Researchers from the University of British Columbia’s Okanagan campus have some sweet advice for parents about trick or treating.
And they’re not sugar-coating the truth when it comes to consumption of all that Halloween candy.
“Sugar does not help our metabolic health and it’s not a healthy thing, so I think we need to be mindful of what we are eating,” said UBC Okanagan associate professor Jonathan Little.
Little recommends a one-night Halloween hall pass for kids and candy.
“Beyond that, we need to recognize that too much sugar is not healthy for kids and is not healthy for adults, either,” Little said.
Further, one UBCO expert is reminding the public that sugar can go by many names.
“One thing to watch out for is when candy or beverage manufacturers smuggle added sugar into food,” said Wesley Zandberg an assistant professor of chemistry at UBCO, who said to look out for the following ingredients: Dextrose, fructose, glucose, maltose and sucrose.
“It’s the same as white sugar from your table’s sugar dispenser,” said Zandberg.
But what about those popular artificial sweeteners? Are they any better?

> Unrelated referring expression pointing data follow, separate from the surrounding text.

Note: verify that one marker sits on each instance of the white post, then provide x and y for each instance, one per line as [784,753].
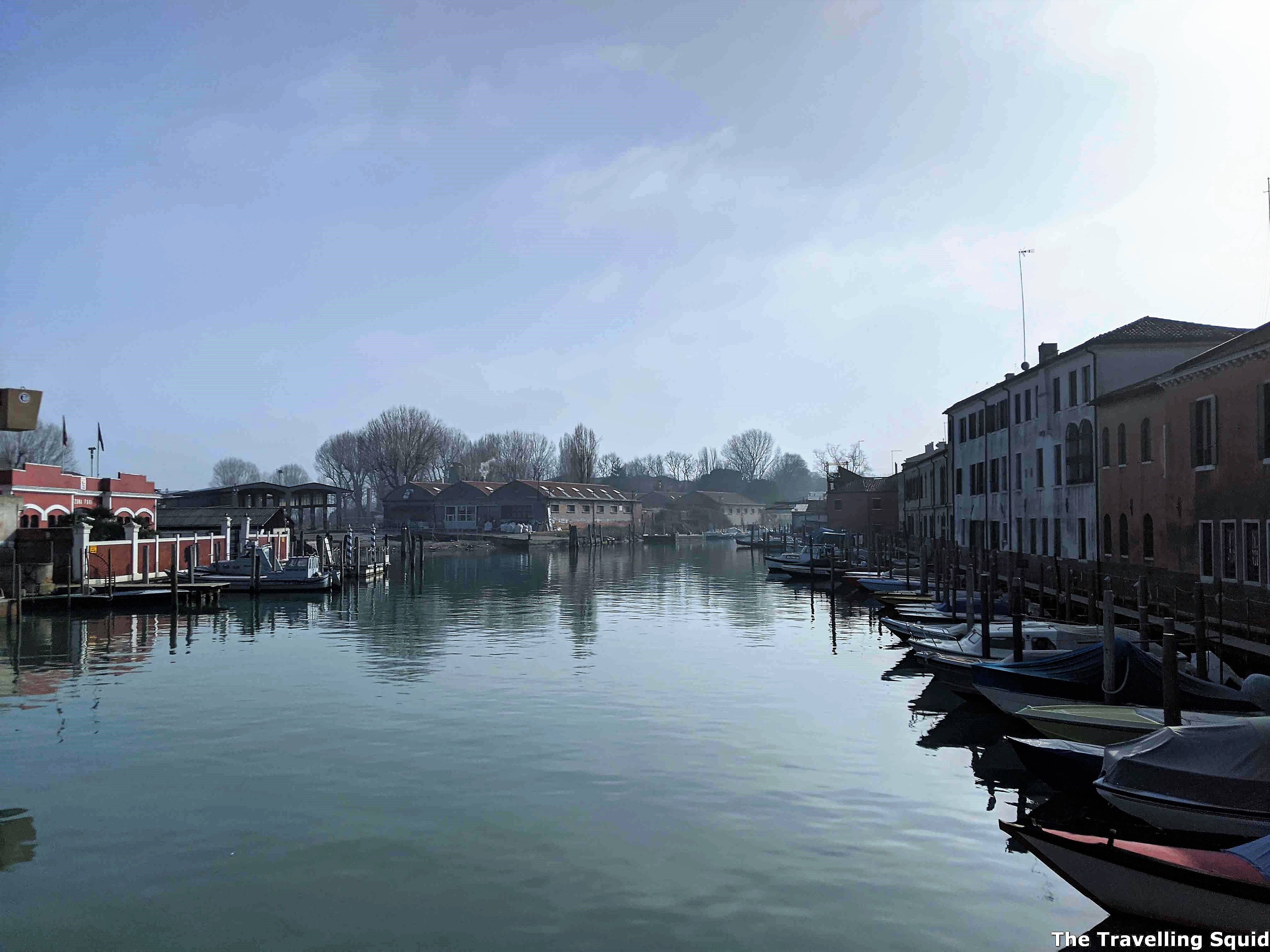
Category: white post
[81,551]
[131,532]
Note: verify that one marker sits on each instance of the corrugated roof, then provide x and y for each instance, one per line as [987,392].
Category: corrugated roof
[577,490]
[726,498]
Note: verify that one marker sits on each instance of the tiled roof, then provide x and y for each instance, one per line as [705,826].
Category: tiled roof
[1154,331]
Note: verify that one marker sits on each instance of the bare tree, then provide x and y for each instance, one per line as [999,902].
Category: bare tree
[43,445]
[290,475]
[853,457]
[403,444]
[679,465]
[523,456]
[708,461]
[578,455]
[750,454]
[233,471]
[342,461]
[610,465]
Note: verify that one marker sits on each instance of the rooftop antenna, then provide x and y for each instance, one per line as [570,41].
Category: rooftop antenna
[1023,304]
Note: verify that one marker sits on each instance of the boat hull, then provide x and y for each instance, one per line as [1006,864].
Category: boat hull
[1150,889]
[1168,814]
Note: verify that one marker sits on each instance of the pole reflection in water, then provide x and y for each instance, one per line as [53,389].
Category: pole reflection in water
[646,747]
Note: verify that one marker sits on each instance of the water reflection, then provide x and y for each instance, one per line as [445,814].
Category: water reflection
[17,837]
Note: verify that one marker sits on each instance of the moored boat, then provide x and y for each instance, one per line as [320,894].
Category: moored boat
[1203,779]
[1208,889]
[1109,724]
[1063,765]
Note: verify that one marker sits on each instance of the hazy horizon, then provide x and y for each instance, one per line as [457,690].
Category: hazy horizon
[237,233]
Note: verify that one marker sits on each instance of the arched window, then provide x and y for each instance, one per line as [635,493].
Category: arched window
[1073,446]
[1088,451]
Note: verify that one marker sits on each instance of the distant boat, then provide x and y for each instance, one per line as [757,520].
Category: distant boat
[1206,889]
[298,574]
[1109,724]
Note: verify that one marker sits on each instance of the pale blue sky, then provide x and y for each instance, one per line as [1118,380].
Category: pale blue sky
[235,229]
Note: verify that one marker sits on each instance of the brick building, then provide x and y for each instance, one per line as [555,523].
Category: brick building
[1184,466]
[51,496]
[925,494]
[863,506]
[1021,452]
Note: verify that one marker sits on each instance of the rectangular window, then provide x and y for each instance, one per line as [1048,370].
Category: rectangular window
[1204,432]
[1265,421]
[1230,567]
[1253,552]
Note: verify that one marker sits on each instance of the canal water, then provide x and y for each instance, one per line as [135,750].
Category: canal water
[646,749]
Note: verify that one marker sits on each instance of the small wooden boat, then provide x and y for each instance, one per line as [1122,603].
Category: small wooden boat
[1109,724]
[1063,765]
[1206,889]
[298,574]
[660,539]
[1204,779]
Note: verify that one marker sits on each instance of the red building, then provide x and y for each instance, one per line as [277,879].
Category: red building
[51,496]
[864,506]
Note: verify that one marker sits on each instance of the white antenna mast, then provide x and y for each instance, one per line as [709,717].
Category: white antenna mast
[1023,304]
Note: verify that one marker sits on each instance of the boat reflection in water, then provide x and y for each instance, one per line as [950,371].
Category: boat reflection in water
[17,837]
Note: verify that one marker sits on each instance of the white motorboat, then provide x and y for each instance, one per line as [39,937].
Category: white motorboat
[1110,724]
[1206,889]
[883,583]
[298,574]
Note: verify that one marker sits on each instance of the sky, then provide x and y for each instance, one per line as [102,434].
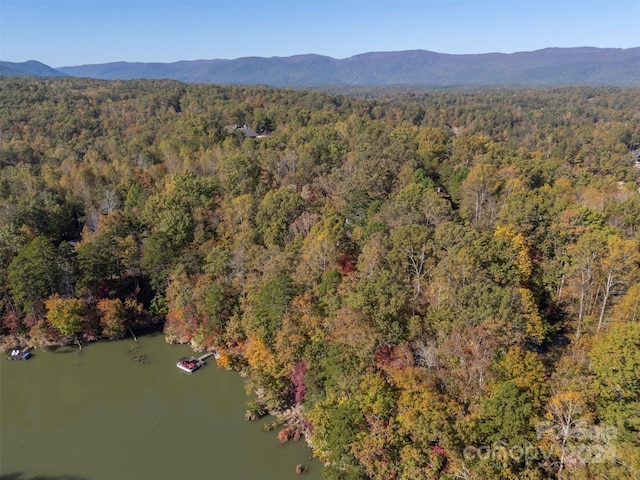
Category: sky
[78,32]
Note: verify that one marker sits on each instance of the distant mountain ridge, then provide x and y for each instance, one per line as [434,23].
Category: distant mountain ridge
[550,66]
[30,68]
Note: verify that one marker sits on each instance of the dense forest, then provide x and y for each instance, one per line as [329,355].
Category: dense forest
[423,284]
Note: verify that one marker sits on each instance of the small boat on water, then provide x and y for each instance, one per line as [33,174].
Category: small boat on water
[189,364]
[19,354]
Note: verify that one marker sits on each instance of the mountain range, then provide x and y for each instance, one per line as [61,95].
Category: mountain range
[546,67]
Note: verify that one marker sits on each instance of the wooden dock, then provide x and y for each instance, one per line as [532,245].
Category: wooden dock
[191,364]
[202,358]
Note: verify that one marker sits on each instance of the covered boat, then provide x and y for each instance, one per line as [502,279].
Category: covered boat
[189,364]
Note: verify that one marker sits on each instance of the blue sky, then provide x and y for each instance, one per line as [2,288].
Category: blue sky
[66,33]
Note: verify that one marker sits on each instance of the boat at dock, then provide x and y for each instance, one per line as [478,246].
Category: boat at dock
[191,364]
[19,354]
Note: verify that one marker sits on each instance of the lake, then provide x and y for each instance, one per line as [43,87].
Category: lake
[98,413]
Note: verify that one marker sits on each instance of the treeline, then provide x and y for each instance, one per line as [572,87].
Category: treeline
[437,284]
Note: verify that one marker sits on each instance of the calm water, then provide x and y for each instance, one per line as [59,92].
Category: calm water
[99,414]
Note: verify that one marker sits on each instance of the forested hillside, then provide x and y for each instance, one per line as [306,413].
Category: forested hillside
[424,285]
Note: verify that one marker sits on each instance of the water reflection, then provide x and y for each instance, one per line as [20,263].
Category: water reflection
[101,413]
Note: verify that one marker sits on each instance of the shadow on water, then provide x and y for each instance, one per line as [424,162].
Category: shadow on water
[20,476]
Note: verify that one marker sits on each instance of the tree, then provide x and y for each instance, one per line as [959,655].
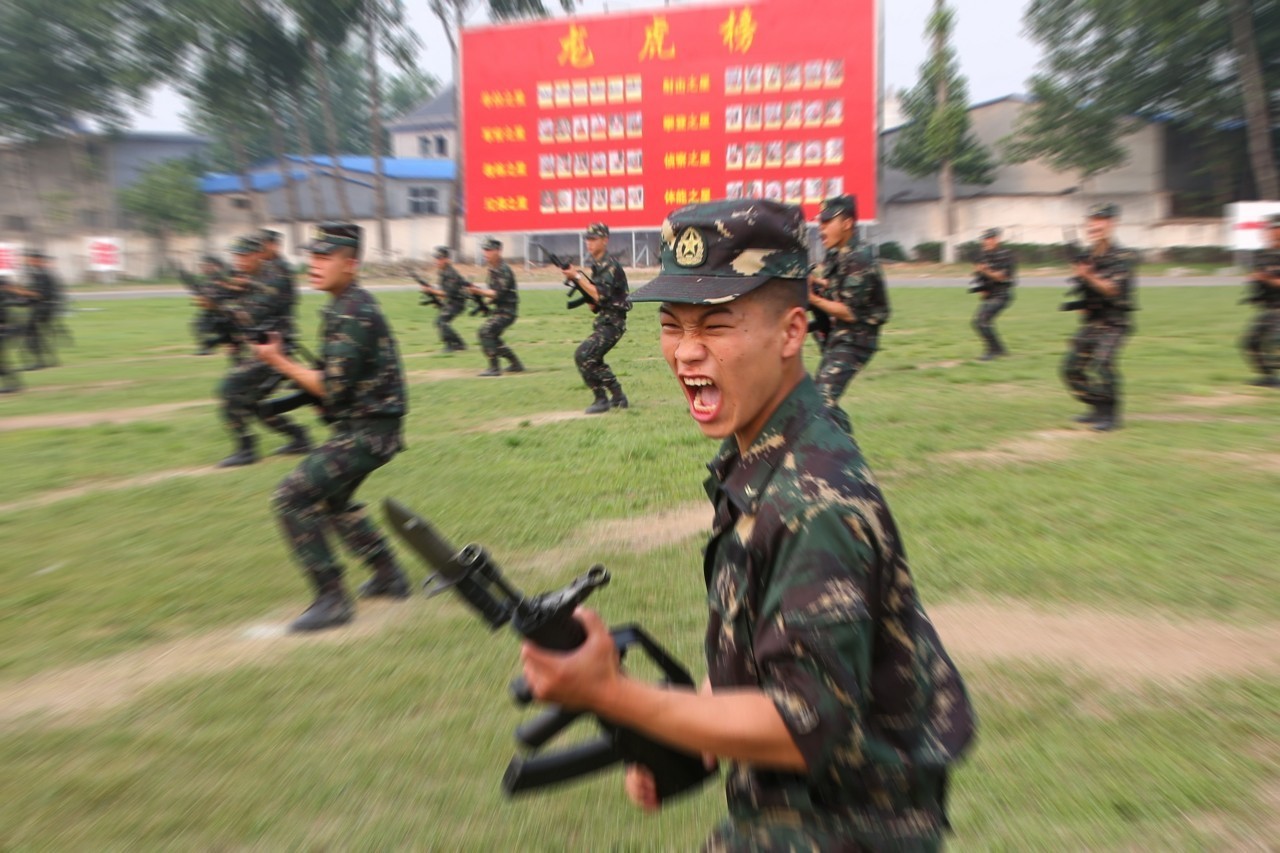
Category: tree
[452,14]
[937,140]
[167,200]
[1109,63]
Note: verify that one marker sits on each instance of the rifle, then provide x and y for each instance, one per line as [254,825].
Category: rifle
[548,621]
[574,287]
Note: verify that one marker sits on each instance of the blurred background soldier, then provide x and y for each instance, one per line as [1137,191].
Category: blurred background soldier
[993,278]
[504,300]
[849,288]
[1262,341]
[360,384]
[42,295]
[451,296]
[261,305]
[608,296]
[1105,284]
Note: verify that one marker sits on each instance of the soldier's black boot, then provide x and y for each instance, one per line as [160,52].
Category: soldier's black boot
[388,580]
[298,442]
[246,455]
[1109,418]
[330,609]
[600,405]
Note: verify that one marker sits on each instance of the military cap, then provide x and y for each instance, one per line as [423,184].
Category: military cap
[332,236]
[247,245]
[839,206]
[717,251]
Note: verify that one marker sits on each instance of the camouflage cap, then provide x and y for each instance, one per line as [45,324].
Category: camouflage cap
[717,251]
[332,236]
[247,245]
[839,206]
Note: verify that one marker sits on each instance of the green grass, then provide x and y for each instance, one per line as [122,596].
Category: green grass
[398,740]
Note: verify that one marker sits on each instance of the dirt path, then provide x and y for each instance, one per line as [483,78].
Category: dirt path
[110,486]
[81,419]
[1123,648]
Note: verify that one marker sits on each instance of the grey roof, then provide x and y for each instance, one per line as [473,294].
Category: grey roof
[437,113]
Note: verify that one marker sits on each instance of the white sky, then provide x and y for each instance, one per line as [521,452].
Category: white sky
[993,54]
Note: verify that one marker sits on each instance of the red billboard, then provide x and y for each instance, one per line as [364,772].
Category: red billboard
[624,117]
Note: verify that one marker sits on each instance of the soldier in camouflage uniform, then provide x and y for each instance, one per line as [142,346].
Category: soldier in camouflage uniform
[608,296]
[1262,341]
[828,688]
[1106,284]
[451,291]
[850,291]
[506,302]
[361,387]
[993,279]
[263,302]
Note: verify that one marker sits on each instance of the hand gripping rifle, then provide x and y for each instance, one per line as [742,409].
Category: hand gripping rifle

“Even though they are supposed to promote health in the context of diabetes and obesity, it does quite the opposite,” said Deanna Gibson, an associate professor of biology at UBCO.
According to Gibson, Aspartame and Stevia actually increase the risk of heart disease and stroke.
“The most recent data shows that it changes the gut microbiomes so that it promotes obesity,” Gibson said.
All three UBCO academics agree moderation is best when it comes to Halloween candy and sugar in general.